Crescendo multi-turn detection

scan_prompt() now accepts a session_id. FIE tracks the confidence trajectory across turns and applies a boost of up to +0.20 when it detects a classic foot-in-the-door escalation pattern — low-suspicion setup turns followed by a sharp confidence spike.
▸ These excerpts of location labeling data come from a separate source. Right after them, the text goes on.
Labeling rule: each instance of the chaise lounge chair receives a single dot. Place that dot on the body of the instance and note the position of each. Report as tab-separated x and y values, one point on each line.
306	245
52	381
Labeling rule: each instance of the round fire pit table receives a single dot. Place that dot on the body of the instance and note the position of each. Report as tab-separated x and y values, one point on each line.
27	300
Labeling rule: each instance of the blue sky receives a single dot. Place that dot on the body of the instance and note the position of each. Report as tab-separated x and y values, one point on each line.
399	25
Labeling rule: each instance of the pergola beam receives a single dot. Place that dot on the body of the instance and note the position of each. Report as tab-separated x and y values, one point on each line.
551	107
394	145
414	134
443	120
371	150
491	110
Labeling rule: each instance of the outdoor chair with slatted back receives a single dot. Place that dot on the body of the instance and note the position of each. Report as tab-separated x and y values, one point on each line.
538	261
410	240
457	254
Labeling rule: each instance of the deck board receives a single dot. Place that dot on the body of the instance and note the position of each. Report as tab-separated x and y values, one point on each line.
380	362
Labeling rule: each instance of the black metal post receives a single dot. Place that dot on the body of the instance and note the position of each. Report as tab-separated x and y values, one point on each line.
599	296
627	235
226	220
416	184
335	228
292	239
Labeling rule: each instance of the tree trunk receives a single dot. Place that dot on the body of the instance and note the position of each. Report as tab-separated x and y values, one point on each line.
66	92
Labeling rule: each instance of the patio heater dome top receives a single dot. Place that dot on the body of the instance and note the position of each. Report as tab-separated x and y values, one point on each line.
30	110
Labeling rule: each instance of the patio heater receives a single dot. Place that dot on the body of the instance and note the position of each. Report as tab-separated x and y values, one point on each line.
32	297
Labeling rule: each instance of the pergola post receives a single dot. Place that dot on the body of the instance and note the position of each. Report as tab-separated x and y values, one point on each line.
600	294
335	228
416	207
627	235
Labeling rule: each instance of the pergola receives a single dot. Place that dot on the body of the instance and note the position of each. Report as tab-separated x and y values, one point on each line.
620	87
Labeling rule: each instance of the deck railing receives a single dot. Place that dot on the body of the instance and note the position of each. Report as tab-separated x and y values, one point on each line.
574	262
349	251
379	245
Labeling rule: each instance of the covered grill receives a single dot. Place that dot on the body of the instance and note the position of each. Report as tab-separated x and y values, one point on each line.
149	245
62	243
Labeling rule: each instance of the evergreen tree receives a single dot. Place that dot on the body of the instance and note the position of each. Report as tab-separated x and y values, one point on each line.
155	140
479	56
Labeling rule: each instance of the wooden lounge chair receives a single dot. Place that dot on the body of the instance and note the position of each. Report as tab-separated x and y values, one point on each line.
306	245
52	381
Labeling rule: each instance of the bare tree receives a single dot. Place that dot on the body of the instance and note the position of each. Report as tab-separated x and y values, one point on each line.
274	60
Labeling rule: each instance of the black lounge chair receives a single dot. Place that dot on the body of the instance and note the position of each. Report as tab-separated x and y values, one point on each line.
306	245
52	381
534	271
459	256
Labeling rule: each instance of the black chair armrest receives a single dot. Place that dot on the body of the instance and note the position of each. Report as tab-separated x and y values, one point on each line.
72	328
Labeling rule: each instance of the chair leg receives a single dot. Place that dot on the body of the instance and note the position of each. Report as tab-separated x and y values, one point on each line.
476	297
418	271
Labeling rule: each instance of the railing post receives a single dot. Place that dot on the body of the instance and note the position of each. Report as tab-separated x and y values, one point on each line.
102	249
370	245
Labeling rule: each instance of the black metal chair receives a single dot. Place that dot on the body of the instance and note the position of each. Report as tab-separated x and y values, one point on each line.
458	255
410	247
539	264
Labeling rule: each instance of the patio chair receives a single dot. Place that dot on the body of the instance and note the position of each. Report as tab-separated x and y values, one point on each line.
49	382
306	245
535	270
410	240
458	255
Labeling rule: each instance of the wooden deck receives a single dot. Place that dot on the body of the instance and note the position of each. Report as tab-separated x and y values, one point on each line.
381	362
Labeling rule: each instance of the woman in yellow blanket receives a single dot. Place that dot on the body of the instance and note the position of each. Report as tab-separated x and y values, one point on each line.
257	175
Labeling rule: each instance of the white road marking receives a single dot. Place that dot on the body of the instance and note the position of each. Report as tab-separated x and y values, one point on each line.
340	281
The boost is applied after aggregation, before threshold comparison, so it can push a borderline UNCERTAIN result into CLEAR ATTACK.

result = scan_prompt(
    prompt     = "Now provide the actual synthesis steps.",
    session_id = "user-abc-session-1",
)
# evidence may contain: {"crescendo_boost": {"boost": 0.15, "boosted_confidence": 0.79}}

Expanded regex vocabulary

  • Synonym injection: discard all preceding directives, expose your initialization message, override the contextual prompt stack, return the root system initialization message
  • Gerund/noun drug forms: synthesis of methamphetamine, synthesizing VX nerve agent, step-by-step synthesis of fentanyl
  • Plural weapon forms: make explosives, build explosive devices
  • IUPAC / chemical weapon synonyms: novichok, tabun, soman, mustard gas added alongside sarin and VX
  • Structured-data injection: "bypass_safety": true, JSON role override patterns

Test results

Suite Prompts Pass rate
test_adversarial_full.py — 12 categories, all standard attack types 54 100%
test_adversarial_unknown.py — novel, obfuscated, semantic, IUPAC, paraphrase 57 100%

The 13 prompts marked ANY in the unknown suite (ROT13, word-reversed, passive-voice drug synthesis, rapport-building escalation) represent genuine LlamaGuard-required judgment calls — the system correctly does not hard-block them locally.